Rio 2016: Refugee team to compete for the first time in Brazil Olympics
The International Olympic Committee (IOC) has announced the creation of a team of refugees that are set to participate at the 2016 Games in Rio de Janeiro, Brazil, this summer. Competing under the moniker of Team Refugee Olympic Athletes (ROA), they will march to the event's five-ring flag and anthem at the opening ceremony, which takes place inside the Maracana Stadium on 5 August.
Team ROA will also be housed alongside other nations at the Olympic Village, with their uniforms provided by the IOC and their travel and participation expenses covered by the Olympic Solidarity Commission.
"As part of the IOC's pledge to aid potential elite athletes affected by the worldwide refugee crisis, the NOCs were asked to identify any refugee athlete with the potential to qualify for the Olympic Games Rio 2016," the IOC confirmed in an official statement. "Such candidates could then receive funding from Olympic Solidarity to assist with their preparations and qualification efforts.
"Forty-three promising candidates have been identified, whom the IOC is now assisting.

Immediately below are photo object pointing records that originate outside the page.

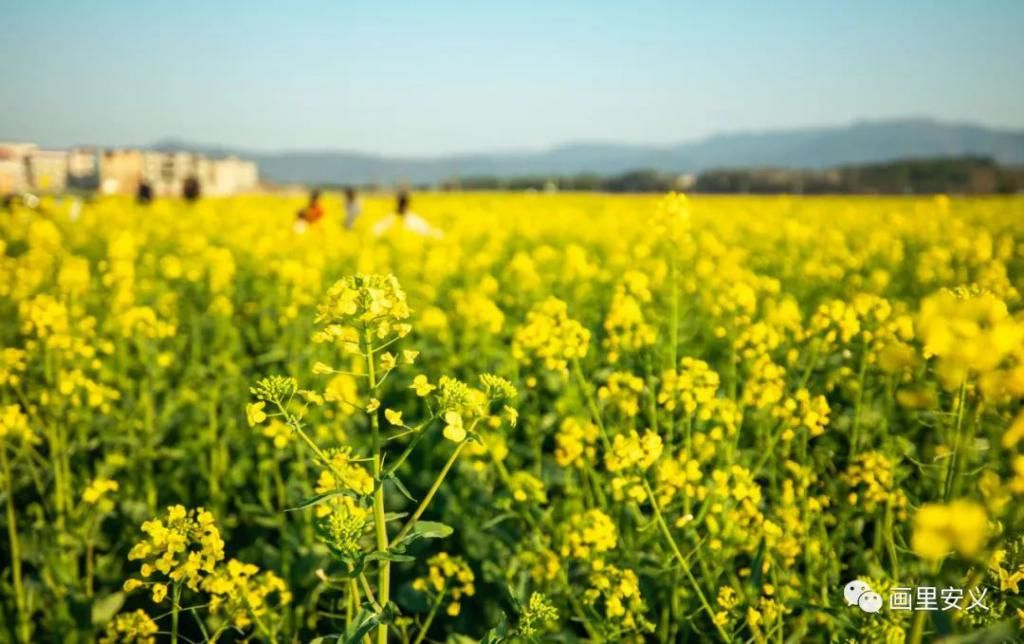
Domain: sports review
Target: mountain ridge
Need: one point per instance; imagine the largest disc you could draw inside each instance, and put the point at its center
(811, 148)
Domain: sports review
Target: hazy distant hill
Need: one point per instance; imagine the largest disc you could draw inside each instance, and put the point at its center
(809, 148)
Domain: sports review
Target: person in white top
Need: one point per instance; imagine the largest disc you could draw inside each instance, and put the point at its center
(352, 208)
(407, 219)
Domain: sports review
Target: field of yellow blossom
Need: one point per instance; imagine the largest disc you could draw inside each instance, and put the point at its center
(567, 418)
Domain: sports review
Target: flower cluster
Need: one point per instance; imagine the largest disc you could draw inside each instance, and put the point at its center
(184, 547)
(450, 575)
(550, 337)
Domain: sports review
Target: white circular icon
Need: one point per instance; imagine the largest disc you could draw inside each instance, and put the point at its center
(853, 591)
(869, 602)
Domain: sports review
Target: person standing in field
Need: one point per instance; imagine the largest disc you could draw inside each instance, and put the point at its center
(407, 219)
(312, 212)
(143, 195)
(190, 189)
(352, 208)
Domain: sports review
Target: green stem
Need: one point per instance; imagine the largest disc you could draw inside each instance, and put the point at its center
(174, 612)
(380, 526)
(591, 403)
(15, 551)
(430, 494)
(430, 617)
(682, 560)
(953, 466)
(855, 431)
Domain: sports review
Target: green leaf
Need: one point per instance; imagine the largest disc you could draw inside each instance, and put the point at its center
(431, 529)
(104, 608)
(318, 499)
(401, 488)
(387, 555)
(498, 634)
(364, 624)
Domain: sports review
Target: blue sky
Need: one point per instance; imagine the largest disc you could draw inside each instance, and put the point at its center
(426, 78)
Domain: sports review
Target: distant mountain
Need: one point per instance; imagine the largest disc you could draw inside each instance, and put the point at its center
(865, 141)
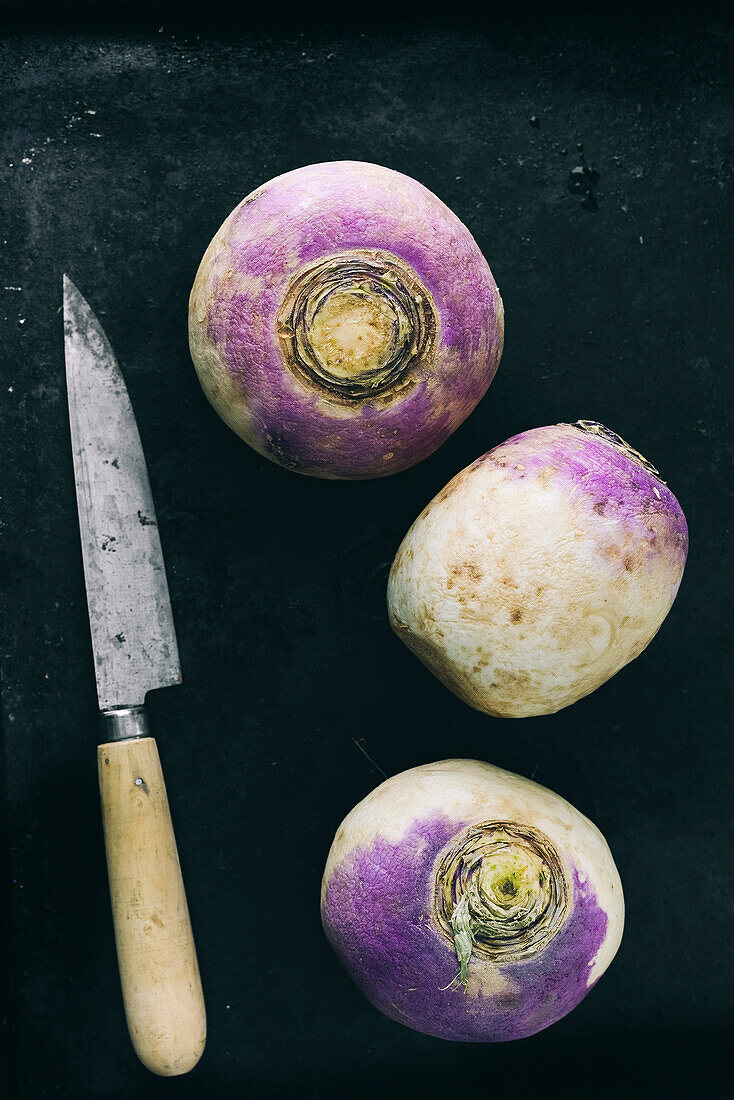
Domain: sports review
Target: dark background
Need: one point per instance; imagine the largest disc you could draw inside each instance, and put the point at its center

In view of the complexity of the process and in order to allow sufficient time to finalise and consolidate all the necessary information about these candidates, the EB decided today [2 March] to close the call for new candidatures. Only under exceptional circumstances requiring the approval of the IOC President will new candidates be considered."
Those 43 candidates will eventually be whittled down to a team numbering five to ten athletes, with the final decision to be announced at a meeting of the IOC's executive board in June.
"By welcoming the team of Refugee Olympic Athletes to the Olympic Games Rio 2016, we want to send a message of hope for all refugees in our world," IOC president Thomas Bach said. "Having no national team to belong to, having no flag to march behind, having no national anthem to be played, these refugee athletes will be welcomed to the Olympic Games with the Olympic flag and with the Olympic Anthem. They will have a home together with all the other 11,000 athletes from 206 National Olympic Committees in the Olympic Village."